Recommended: implement (a) now — it’s 50 lines, fully correct, and closes the bug. Add (c) as a follow-up because it pays off in other ways (better LLVM optimization, clearer IR).

Specific changes:

self-hosted/backend/mir.qz: add a bit MirReg::escapes_via_stack (or reuse an existing flag byte). When MIR_STACK_ALLOC / MIR_VALUE_CTOR / any intrinsic that allocas produces a register, set the bit. Propagate through MIR_PTRTOINT and through any copy/move.
self-hosted/backend/codegen_instr.qz:415: before is_tail = 1, loop over args[] and if any arg’s MirReg has the stack-pointer bit, keep is_tail = 0.
Add a regression test covering the minimal repro (my_unwrap with a non-inlined body) so the bug cannot silently return.

Quartz-time estimate: 0.5 day. Risk: low. Propagating one bit through MIR is mechanical. Worst case: some legitimately-tail-callable sites lose TCO; none of them are in hot loops in current Quartz code.

Phase 2: Activate the failing QSpec test

After Phase 1, the existing never_type_spec.qz test at line 98 should pass unchanged. Run the full never_type_spec.qz and stress_type_system_spec.qz suites to confirm.

Phase 3 (follow-up, not blocking): switch `@value` struct/enum args to typed `ptr`

Stop emitting ptrtoint %alloca to i64 followed by i64 arguments. Emit ptr arguments directly. Rewrite mir_sizeof_type-aware calls to use ptr types where the arg type is a stack-allocated struct. This requires threading struct-type information through the MIR→LLVM call lowering path. Benefits:

LLVM’s own TCO escape analysis handles it (no manual tracking needed).
Opt passes (DSE, GVN, memcpyopt) get better alias information.
Debug info becomes more accurate.
Matches what Rust/Swift/Zig do.

Quartz-time estimate: 2 days. Touches codegen_instr.qz, codegen_util.qz, and the MIR→LLVM type-name layer. Risk: medium.
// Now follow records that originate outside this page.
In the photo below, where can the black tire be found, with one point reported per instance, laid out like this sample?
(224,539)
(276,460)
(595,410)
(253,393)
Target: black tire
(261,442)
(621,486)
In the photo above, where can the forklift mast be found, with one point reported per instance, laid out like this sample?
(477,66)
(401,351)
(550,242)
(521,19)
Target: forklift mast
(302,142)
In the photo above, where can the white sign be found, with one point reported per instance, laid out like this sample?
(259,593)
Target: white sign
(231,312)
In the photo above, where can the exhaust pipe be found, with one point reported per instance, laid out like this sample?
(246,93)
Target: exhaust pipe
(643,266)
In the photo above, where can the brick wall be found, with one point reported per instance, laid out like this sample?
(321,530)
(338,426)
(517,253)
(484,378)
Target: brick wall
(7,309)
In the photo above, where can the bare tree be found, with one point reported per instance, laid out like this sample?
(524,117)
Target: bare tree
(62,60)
Needs careful handling of mixed i64/ptr arg lists and of existing callees that expect i64.

Phase 4 (follow-up): do not inline the dead `mir_emit_store_var` after a terminated block

Unrelated but adjacent: in mir_lower_expr_handlers.qz:2989-2997 (match arm bodies) and similar sites, ctx.mir_emit_store_var(result_name, arm_val) is called even when the current block is already terminated by TERM_UNREACHABLE. The resulting store is dead code but adds IR noise. Guard these with a term_kind < 0 check before emitting. Not a correctness bug, just cleanup.

Quartz-time estimate: 0.25 day.

7. Out of scope

Actual Never-type handling: already correct. Panic calls correctly terminate blocks with TERM_UNREACHABLE. Match arms correctly propagate the terminator. The never_type_spec.qz tests that pass today pass for the right reasons.
The exit 176 magic number: incidental. Will become exit 0 or any other garbage value once the TCO bug is fixed (the fix makes the test pass; the specific garbage value no longer matters).